Michael R. Roskam est un réalisateur européen qui se fera à n’en pas douter, un petit nom outre atlantique dans les années à venir, comme a pu le faire son homologue Nicolas Winding Refn. D’ailleurs, les deux cinéastes ne sont pas si éloignés que cela. Même si le belge joue moins sur un esthétisme exacerbé, lui aussi aime épurer ses récits dans un environnement masculin presque impuissant (Bullhead/Only God Forgives), et faire parler les attitudes ou le langage corporel plutôt que les longs dialogues fastes. Une caractéristique qui lui permet de retenir ses coups, d’appesantir l’animalité virile de ses personnages, de faire exploser par petites touches une noirceur bestiale à peine dissimulée dans son film de mafieux ou de petites frappes.
Tom Hardy était l’homme adéquat pour un rôle aussi fort mais doucement moribond. Une force tranquille qu’il ne faut pas réveiller, un enracinement dans un mutisme protecteur. Bob est barman, et ne se dit que simple barman. Il travaille dans un bar qui est la propriété de la mafia tchéchène et non plus celle de son patron Marv. Un soir, il se fera braquer et une enquête commencera.
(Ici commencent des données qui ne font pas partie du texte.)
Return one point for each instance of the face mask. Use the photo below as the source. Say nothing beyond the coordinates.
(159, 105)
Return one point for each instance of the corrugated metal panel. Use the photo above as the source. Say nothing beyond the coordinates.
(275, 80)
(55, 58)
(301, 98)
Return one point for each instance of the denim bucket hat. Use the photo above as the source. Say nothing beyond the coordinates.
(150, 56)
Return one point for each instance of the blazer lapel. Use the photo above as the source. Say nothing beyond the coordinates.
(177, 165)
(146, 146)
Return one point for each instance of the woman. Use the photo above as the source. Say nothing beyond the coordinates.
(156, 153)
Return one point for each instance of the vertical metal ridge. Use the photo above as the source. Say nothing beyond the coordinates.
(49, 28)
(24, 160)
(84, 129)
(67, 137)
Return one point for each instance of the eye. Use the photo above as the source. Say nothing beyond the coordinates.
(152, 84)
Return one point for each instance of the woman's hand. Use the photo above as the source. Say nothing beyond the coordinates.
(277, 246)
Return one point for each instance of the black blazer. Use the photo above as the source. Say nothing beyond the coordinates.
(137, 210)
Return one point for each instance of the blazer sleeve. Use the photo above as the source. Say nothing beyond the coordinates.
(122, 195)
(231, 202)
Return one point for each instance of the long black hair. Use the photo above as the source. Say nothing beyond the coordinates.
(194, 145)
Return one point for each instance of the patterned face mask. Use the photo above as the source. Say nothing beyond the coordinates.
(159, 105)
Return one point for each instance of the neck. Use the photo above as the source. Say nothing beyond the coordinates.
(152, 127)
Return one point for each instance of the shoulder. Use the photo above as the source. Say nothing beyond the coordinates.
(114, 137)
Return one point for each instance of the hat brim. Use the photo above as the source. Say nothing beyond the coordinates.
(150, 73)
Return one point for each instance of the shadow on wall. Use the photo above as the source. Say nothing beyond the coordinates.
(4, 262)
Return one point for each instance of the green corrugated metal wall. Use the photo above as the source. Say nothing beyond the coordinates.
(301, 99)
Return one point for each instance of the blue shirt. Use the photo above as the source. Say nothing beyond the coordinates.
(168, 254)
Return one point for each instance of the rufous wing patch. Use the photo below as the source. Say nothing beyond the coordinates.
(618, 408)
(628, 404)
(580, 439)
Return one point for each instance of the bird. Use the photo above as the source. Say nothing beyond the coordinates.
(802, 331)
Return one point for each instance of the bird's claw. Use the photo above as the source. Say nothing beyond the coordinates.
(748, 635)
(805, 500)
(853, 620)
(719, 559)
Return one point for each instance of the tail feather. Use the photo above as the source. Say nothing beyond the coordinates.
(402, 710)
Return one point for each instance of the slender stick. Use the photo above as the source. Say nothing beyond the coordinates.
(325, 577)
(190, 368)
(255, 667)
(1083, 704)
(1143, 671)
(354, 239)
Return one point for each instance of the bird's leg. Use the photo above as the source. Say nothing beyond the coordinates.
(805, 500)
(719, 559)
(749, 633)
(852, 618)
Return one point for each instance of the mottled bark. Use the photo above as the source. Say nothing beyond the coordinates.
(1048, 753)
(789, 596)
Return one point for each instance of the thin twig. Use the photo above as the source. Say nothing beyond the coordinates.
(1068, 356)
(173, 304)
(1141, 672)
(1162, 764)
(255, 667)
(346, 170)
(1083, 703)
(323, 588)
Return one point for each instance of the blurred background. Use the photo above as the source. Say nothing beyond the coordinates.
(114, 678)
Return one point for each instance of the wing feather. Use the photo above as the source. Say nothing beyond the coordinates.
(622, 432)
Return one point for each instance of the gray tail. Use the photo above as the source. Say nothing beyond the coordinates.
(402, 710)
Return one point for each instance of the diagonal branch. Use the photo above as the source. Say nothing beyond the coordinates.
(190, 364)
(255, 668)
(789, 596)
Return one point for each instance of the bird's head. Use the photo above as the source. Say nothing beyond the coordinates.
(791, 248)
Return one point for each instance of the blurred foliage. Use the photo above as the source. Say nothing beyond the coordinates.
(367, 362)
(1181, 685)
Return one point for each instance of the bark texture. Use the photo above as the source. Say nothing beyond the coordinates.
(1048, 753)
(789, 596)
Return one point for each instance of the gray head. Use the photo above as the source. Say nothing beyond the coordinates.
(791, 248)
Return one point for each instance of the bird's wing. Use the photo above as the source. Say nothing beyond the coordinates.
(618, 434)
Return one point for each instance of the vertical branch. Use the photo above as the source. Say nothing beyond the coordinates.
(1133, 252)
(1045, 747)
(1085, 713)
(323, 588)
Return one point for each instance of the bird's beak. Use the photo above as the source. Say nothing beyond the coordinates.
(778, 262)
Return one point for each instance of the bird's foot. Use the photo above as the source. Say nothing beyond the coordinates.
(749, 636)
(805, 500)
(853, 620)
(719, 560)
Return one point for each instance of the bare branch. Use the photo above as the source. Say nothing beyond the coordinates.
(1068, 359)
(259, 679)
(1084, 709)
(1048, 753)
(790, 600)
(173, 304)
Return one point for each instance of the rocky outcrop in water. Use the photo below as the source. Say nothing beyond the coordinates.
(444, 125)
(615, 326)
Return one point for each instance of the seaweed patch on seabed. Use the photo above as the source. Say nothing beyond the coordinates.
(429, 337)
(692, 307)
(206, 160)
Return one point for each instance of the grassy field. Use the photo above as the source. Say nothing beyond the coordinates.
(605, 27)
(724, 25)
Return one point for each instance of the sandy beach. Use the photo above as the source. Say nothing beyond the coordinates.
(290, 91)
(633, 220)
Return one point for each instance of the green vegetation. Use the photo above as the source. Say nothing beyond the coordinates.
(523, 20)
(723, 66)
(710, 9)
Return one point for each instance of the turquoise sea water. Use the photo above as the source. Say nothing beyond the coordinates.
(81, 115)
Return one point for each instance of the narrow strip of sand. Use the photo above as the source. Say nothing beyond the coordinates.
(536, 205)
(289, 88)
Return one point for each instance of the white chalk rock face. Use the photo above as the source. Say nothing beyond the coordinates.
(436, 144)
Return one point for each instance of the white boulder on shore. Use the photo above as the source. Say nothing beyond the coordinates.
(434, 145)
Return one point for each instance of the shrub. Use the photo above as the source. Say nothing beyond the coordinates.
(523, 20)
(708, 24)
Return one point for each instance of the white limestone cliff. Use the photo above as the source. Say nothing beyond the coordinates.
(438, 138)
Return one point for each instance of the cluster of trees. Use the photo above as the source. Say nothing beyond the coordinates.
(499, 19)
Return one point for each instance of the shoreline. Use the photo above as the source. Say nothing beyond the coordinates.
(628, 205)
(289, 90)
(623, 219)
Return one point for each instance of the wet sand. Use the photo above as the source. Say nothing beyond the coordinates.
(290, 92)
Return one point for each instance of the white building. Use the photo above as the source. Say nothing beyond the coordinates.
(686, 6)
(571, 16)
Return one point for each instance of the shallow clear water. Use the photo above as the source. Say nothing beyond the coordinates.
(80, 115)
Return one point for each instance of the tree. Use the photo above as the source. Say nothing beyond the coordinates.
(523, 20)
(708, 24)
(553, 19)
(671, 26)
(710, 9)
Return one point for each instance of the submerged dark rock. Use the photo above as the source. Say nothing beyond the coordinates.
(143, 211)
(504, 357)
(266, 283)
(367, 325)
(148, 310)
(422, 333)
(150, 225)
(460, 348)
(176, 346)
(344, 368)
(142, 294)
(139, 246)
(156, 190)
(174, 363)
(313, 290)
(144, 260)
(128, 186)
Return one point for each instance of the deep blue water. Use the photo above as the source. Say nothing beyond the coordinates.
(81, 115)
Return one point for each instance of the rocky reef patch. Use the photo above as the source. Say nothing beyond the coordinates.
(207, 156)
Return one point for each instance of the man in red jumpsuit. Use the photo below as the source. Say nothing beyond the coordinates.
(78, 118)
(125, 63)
Dans le même temps, il recueillera un chien abandonné dans la poubelle de Nadia avec qui il nouera des liens sous le regard jalousement énervé de l’ex petit ami de cette jeune femme. De ce point de vue-là, le parallèle avec Nicolas Winding Refn est aussi flagrant : lui aussi filme les liaisons amoureuses avec comme point d’orgue une timidité et une non sexualisation délicate.
La relation entre Bob et Nadia ressemble beaucoup à celle qu’entretenaient le Driver et Irene (Drive). Mais Quand vient la nuit est un film noir, parfois brillant, dans la droite lignée de Bullhead avec ce lourd secret, qui nous guide vers le passé de destins brisés. Entre ceux qui se dessinent un passé imaginaire, ceux qui rêvent de revoir leur gloriole revenir à pas de charges et ceux qui semblent vouloir avancer sans jamais se pardonner leurs erreurs passées, Quand vient la nuit devient alors une simple mais nébuleuse étude de caractère sans fioritures mais à la tension omniprésente. Malgré une linéarité dans la retenue de son récit, Michael R. Roskam offre là, un film tendu, sec et plein de promesses.
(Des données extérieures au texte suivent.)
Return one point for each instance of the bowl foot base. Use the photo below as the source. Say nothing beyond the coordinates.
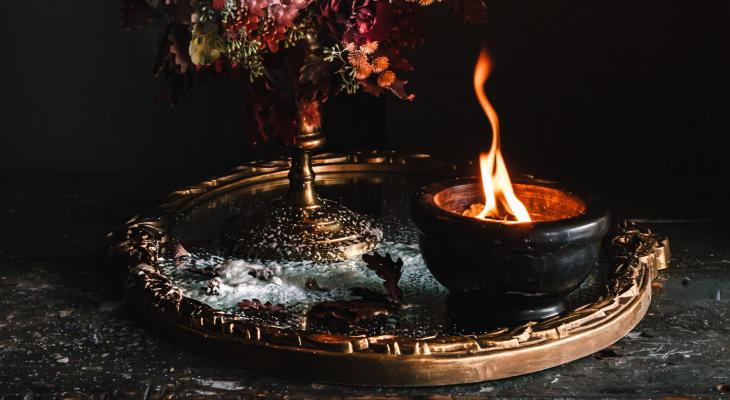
(484, 311)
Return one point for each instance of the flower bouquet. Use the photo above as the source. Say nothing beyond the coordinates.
(290, 55)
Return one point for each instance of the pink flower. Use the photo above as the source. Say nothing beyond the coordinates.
(255, 7)
(285, 11)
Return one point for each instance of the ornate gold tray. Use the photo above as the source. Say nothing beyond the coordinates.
(417, 346)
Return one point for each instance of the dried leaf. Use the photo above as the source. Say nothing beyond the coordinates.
(263, 274)
(213, 287)
(370, 295)
(312, 285)
(180, 251)
(257, 305)
(389, 270)
(350, 312)
(207, 271)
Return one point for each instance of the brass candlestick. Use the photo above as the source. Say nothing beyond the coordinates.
(301, 226)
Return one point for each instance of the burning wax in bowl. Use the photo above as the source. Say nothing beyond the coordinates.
(514, 251)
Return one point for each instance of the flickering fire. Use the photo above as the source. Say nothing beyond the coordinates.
(501, 202)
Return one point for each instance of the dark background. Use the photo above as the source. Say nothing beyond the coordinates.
(629, 99)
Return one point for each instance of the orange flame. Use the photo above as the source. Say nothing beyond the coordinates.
(501, 202)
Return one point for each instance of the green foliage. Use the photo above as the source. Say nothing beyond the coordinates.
(346, 73)
(248, 54)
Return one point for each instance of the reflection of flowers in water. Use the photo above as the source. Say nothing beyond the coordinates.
(291, 283)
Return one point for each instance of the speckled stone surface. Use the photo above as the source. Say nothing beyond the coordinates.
(65, 331)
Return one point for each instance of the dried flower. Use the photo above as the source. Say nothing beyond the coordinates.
(363, 72)
(386, 79)
(388, 269)
(357, 59)
(369, 47)
(380, 64)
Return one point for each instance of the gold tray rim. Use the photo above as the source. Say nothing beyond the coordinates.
(375, 360)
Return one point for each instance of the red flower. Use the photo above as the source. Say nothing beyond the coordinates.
(218, 5)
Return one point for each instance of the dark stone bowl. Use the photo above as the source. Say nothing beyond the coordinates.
(509, 271)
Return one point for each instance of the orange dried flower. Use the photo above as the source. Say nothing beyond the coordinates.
(357, 59)
(369, 47)
(380, 64)
(363, 71)
(386, 79)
Les drops, les bars/dépôts ne sont qu’un contexte, Michael R. Roskam préfère s’intéresser à cette vie dans les quartiers de Brooklyn avec sa mise en scène sobre et presque claustrophobe qui rend hommage à tous les petits détails de chaque coin de rue. Ce ne sont pas les malheurs qui viennent dans ce quartier mais c’est le quartier qui vient à vous et qui vous happe jusqu’à la dernière seconde de votre vie, tel une échappatoire qui n’existe pas. Un quartier qui se désintègre, qui change à feux doux sur le dos d’une Amérique opportuniste et vicieuse perdant petit à petit son statut, symbolisée par le personnage sur la corde raide de James Gandolfini.